2.2. bash challenge¶
How to approach the challenge¶
To solve the following problem sets try to find the answers by learning to use the tools that have been introduced to you. Start by reviewing the lectures and tutorials, then move on to google searching for tutorials on the tools or tasks that are being asked. Also try the class chatroom. Please do not turn to AI bots as a first approach. I encourage you to challenge yourself to try to understand the answers that you find. Only then should you optionally turn to a bot to ask if there is a better or faster way to answer the question, and/or to provide an explanation to you of why your answer works.
The assignment¶
Your assignment is to create a new Markdown document on GitHub within your
hack-2-shell
repository from tutorial 2.0. To do this, navigate to the
repository webpage and find the button that says assignment.md
. This will
bring you inside of an interactive Markdown editor where you can type in
code and text and also preview it as rendered text.
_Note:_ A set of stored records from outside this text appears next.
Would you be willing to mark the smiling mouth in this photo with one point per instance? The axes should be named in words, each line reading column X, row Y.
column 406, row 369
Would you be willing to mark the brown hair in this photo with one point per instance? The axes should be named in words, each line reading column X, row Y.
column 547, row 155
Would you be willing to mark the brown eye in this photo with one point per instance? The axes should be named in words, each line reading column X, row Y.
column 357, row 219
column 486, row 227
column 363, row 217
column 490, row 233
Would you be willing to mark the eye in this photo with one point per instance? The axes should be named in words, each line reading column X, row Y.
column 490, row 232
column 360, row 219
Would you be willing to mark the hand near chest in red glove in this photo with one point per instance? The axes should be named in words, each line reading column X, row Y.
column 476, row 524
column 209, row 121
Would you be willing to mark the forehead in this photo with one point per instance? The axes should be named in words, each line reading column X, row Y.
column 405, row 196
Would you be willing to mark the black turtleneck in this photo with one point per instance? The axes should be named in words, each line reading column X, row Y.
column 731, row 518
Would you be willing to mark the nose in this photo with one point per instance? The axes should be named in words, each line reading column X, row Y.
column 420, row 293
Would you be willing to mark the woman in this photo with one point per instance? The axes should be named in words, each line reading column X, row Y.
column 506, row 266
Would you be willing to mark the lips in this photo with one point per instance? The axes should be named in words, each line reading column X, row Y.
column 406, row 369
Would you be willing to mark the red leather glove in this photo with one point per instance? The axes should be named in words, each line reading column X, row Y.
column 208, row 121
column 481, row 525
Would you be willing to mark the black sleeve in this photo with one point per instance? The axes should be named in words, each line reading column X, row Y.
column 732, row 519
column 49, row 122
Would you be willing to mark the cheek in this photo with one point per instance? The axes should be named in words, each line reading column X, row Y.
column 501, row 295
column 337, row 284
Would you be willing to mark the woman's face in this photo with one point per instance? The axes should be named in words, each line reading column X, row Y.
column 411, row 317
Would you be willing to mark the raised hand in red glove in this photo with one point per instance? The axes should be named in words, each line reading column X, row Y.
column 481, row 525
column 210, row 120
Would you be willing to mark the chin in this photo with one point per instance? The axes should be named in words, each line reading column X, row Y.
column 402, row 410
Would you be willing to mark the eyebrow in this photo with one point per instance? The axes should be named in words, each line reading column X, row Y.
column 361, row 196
Enter your answers to the problems below into this document using Markdown, while following these instructions: (1) Label each question with a header; (2) write/copy the question as plain text; (3) write a description of how you found a solution to the problem in plain text; and finally (4) write a code-block with your solution. You will use your terminal to find solutions to the problems, and then enter your answers into the Markdown document. Below you can see an example response.
Example Response¶
Question X: sort the string¶
Parse the string X into a list of elements and then use the sort
command to
sort them in reverse alphanumeric order. X="apples,bananas,oranges,pancakes"
.
I first looked for shell command to sort items and found the man page of sort
.
I see that it sorts lines of text, so I realized I need to first split the elements of X
onto separate lines. Therefore, I looked for a string splitting command and found
the substitution tool sed
to replace "," with "\n", which effectively splits a
string into separate lines. This program works on files, so I need to feed my
string X to it as if it were a file. I did this using a pipe from the program
echo
which reads text to stdout. Finally, I sorted the substituted text using
sort
with the -r
option to reverse it.
echo $x | sed 's/,/\n/g' | sort -r
pancakes
oranges
bananas
apples
Note
Follow this same format to answer the 4 questions below and save your answers to your markdown document on github. If you get stuck, ask your fellow classmates for help on the shared gitter chatroom page.
1. Get the data files¶
Download the following data files from the internet using the curl command:
http://eaton-lab.org/pdsb/test.fastq.gz
and http://eaton-lab.org/pdsb/iris-data-dirty.csv
. Use the less
or zless
commands to look at each file.
Describe what these commands do.
Finally, use the head
command to print the first 5 lines of the file iris-data-dirty.csv
.
2. Clean the data¶
Use grep
, uniq
, and sed
for this question.
Check that all of the species names are spelled correctly in
the file iris-data-dirty.csv
. Also check for missing values stored as NA. Create a new
file where mispelled names are replaced with the correct values, and lines with NA are
excluded, and save it as iris-data-clean.csv
. Use cut
, sort
and uniq
to list the
number of data values there are for each species in the new cleaned data file. Describe your work.
3. Find a sequence¶
Find how many lines in the data file test.fastq.gz
start with "TGCAG" and end with "GAG". Describe your work.
4. Find a sequence chunk¶
Using grep
and other tools if necessary find all lines that contain the sequence "AAAACCCC" and for each print that line, the line above it, and two lines below it (so that a 4-line chunk around each search hit is printed). Describe your work.
Alert
Do not forget to save your results in the Markdown document in your GitHub hack-2-shell repository. We will be sharing these answers with each other in class next week. If you get stuck on the problems above ask for help from your class mates on the gitter chatroom page.